The office called in and told me they had found rooms at a small hotel on Jaffa Road. The road left onto Jaffa was blocked so I headed straight toward the Mahaneh Yehuda market.
Seeing the iconic Sima steakhouse open on my left and a parking spot on my right, I decided to pull up.
”Thank God somebody can be relied on to work under all weather conditions,” I said to the grillman at Sima, and armed with a steak in a pita and a bag of fries headed on foot to the Avital hotel on Jaffa, where three rooms were waiting me and the other out-oftown staff.
Or were they? “Three rooms for The Jerusalem Post, nobody spoke to me,” says the receptionist. Price gouging or an honest misunderstanding, hard to say. I inform my colleagues there are no rooms at the Avital. After a few minutes they call me back to say there are rooms at a hostel near Davidka Square and instruct me to wait at the light rail station outside the Avital.
The electronic signboard reads “Due to weather conditions, service may be delayed.”

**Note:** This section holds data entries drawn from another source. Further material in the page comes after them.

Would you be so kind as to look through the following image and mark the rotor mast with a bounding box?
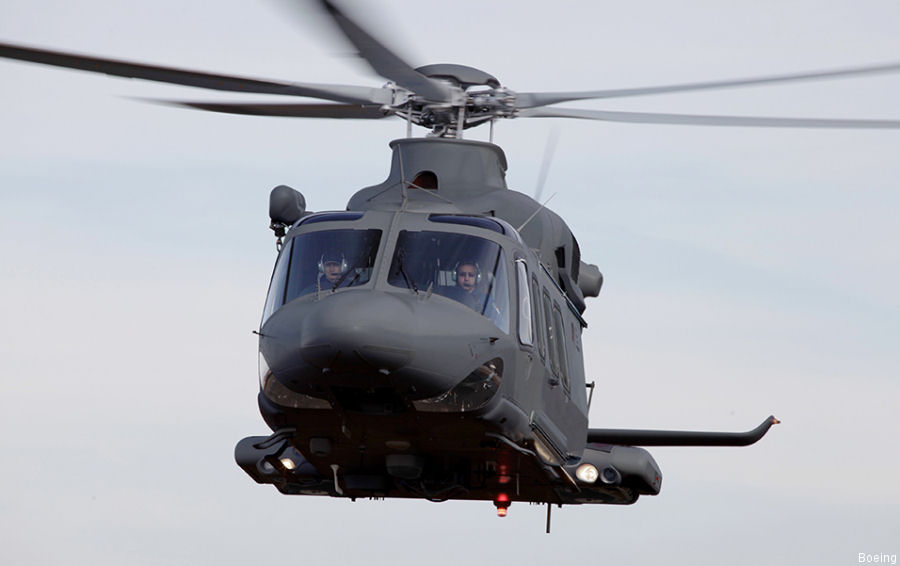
[387,63,515,139]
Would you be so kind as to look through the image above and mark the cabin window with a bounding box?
[388,230,510,334]
[532,278,545,361]
[262,229,382,320]
[552,304,570,391]
[515,260,532,346]
[543,291,559,380]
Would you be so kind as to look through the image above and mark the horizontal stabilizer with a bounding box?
[587,415,779,447]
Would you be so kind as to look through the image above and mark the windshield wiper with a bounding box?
[332,251,369,291]
[396,253,418,294]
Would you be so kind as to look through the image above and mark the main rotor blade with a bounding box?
[318,0,454,102]
[145,99,392,119]
[534,128,560,202]
[519,107,900,129]
[0,41,392,105]
[516,61,900,108]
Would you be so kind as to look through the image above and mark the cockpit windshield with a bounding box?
[262,229,382,321]
[388,231,510,334]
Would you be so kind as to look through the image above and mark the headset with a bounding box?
[319,253,348,275]
[454,259,482,285]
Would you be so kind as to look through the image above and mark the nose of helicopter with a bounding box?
[297,291,415,372]
[260,289,504,401]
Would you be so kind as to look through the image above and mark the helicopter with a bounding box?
[3,0,899,530]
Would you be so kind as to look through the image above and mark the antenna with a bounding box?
[517,193,557,233]
[398,144,408,209]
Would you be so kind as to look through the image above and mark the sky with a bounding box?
[1,0,898,564]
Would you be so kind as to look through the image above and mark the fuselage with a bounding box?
[255,208,591,502]
[236,137,664,507]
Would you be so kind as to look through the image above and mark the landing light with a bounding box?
[575,463,599,484]
[413,359,503,413]
[279,457,297,471]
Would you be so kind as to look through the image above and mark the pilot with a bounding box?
[320,252,347,286]
[453,260,487,312]
[300,251,349,296]
[456,261,479,293]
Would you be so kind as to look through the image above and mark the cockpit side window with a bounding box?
[261,238,294,323]
[516,260,533,346]
[388,230,510,334]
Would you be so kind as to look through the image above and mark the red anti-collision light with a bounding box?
[494,493,510,517]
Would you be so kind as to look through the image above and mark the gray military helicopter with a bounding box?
[4,0,899,528]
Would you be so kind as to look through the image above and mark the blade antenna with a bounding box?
[517,193,557,233]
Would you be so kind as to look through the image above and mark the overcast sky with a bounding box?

The streets are full of Thursday night revelers pouring out of the bars in the market, groups of haredim enjoying the snow and people just trying to get home. Three off-duty soldiers waiting with me at the station are trying to negotiate a price for a four-wheel drive to come and pick them up. It’s five of midnight and the last train is due. Trains are supposed to run all night to keep the tracks open, but a girl says she has been waiting an hour and walks off.
Post Editor-in-Chief Steve Linde turns up at the station leading a march of staffers walking home and those looking for a place to stay. We trundle off down Jaffa and head to the Avraham Hostel where there are rooms and a warm welcome, but the heating isn’t working. I decide that rather than freeze, I’ll walk to my mother’s apartment in the Talpiot neighborhood.
Outside, it’s a full-force blizzard, and I catch up with Steve and our Settlements Correspondent Tovah Lazaroff and we begin the long march home.
We split up by Paris Square and I continue down Hebron Road.
Walking against the wind with the snow hitting hard I am soaked to the bone and frozen by the time I arrive. I take a hot shower to thaw out and recover with a cup of tea and brandy.
In the morning, I wake up to the news that my wife and kids are stuck at home with no electricity and no heating. I need to get home.
Management has managed to procure a four-wheel drive to get stranded staffers home in time for Shabbat. With the main route out of the city still closed, Mahmoud, our driver, takes the long route out by the French Hill neigborhood and through the snow-clad hills, manages to get me to the entrance to Mevaseret.
But it isn’t over, Mahmoud says that’s as far as he is willing to go. He won’t risk the side streets. Having managed to dry out from the previous nights escapades, I’m now walking the final mile knee-deep in snow and icy water.
Finally I’m home, but there is one more leg to go. The storm is about to start again and if we stay we face Shabbat with no electricity and with an all-electric house we won’t be able to cook. We quickly pack our bags and cram into the car to head to my wife’s parents on the other side of Mevaseret where the electricity is working.
Even getting out of the house is a challenge; if we can make it out of the side streets onto the main road we should be fine.
Everything is going smoothly until a car in front of us is stuck and slides backward, forcing us to reverse. We are stuck and blocking traffic. Someone has a shovel, people get out of their cars to help, but the car won’t budge. Then somehow, when all seems lost and we are faced with walking back with three small children, we are out.
We arrive at my in-laws, the Shabbat meal is on the stove.
Shabbat shalom! The writer is news editor of The Jerusalem Post. This article was written in the dark. As of press time on Saturday night, there was no electricity in all of Mevaseret.